The regulators are proposing an industry wide-benchmark for trust- and contract-based workplace pensions, as well as non-workplace pensions.
These proposals have been published in a discussion paper, and both regulators are inviting comment from the industry before December 10, with the view of putting in place a single framework for measuring this important metric.
The regulators have indicated that this won’t purely focus on cost and charges. Other issues, such as customer service and engagement will be taken into account as well as good scheme governance. In the discussion paper the regulators stress these factors can make a meaningful different to long-term retirement outcomes.
Currently trustees and IGCs have to publish whether their scheme providers value for money, but each uses a slightly different approach.
This move has been welcomed by many in the industry. Hymans Robertson head of DC governance and partner Laura Andrikopoulos says: “A common framework is essential to support members’ in understanding to what extent their current arrangement provides value regardless of its overarching trust or contract-based structure.
“Currently there are a number of definitions of ‘value for members’ and ‘value for money’ in play which hinders proper comparison and transparency. We look forward to seeing a joined-up approach to value assessment in DC pensions that puts member outcomes at the heart of its considerations of what really constitutes good value, as opposed to a narrower focus on charges that fails to capture the complete picture.”
Aegon head of pensions Kate Smith says: “A value for money framework, with published metrics and benchmarks, should enable trustees and IGCs to better compare their scheme with other providers and pension schemes.
“But the devil will be in the detail as creating benchmarks is likely to be challenging.
“The defined contribution market is incredibly competitive from a costs and charges perspective. But being cheap doesn’t necessarily mean value for money. We therefore welcome that the regulators are looking beyond purely costs and charges to other equally important aspects of value for money, such as investment performance and scheme oversight including data quality and communications.
“Support for members and employers is increasingly becoming an important scheme feature which helps improve member outcomes.”

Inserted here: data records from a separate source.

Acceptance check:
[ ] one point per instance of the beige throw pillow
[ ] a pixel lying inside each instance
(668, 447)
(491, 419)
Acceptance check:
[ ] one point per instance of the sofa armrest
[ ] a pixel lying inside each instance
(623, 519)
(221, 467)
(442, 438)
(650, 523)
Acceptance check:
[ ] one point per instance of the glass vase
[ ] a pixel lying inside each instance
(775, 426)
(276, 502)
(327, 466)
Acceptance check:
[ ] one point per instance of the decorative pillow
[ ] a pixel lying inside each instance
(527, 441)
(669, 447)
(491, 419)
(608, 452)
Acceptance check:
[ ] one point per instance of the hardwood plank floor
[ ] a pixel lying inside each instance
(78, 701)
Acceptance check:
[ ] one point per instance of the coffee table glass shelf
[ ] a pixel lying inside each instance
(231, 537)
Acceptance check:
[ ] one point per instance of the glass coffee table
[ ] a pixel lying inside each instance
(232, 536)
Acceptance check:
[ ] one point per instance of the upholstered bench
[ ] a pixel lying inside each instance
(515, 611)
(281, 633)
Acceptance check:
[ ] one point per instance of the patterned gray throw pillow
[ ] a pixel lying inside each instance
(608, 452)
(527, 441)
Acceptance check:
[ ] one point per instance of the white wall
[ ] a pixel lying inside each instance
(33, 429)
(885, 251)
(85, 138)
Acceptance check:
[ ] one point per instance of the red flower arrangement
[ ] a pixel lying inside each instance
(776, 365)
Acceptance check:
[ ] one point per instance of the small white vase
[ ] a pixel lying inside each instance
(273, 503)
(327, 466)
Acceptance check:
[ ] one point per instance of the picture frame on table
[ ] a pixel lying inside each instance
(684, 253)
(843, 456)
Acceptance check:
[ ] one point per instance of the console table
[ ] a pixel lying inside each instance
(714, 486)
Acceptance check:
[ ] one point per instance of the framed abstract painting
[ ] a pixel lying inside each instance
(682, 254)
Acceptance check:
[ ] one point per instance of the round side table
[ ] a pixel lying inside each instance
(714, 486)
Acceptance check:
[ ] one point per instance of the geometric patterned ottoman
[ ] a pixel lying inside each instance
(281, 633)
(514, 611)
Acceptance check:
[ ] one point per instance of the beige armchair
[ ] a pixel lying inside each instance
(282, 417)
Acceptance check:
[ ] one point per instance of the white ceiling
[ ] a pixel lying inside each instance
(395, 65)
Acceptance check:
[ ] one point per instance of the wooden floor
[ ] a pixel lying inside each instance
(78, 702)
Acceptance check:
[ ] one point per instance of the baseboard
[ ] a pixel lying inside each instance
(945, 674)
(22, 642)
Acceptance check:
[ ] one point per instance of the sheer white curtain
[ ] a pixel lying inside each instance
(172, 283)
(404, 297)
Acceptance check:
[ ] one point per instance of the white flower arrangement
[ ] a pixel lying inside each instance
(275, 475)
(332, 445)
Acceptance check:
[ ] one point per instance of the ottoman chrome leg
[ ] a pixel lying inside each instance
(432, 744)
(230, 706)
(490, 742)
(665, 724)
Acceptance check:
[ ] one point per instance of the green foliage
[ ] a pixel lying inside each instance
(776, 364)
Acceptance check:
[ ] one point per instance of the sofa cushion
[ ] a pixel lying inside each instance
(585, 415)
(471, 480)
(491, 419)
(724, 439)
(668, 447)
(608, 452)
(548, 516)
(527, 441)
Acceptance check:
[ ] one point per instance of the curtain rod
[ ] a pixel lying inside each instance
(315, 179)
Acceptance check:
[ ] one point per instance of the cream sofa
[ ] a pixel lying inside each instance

She adds: “Value for money is clearly at the top of the regulator’s agenda, with the new value for money assessment about to become effective for occupational pensions schemes with assets of less than £100,000 as part of the DWP’s consolidation agenda. Having a value for money framework will enable trustees and IGCs to clearly see whether their scheme provides value for money in the accumulation stage, and if not, nudge them to making improvements or consolidate into a scheme which does provide value for money for members.”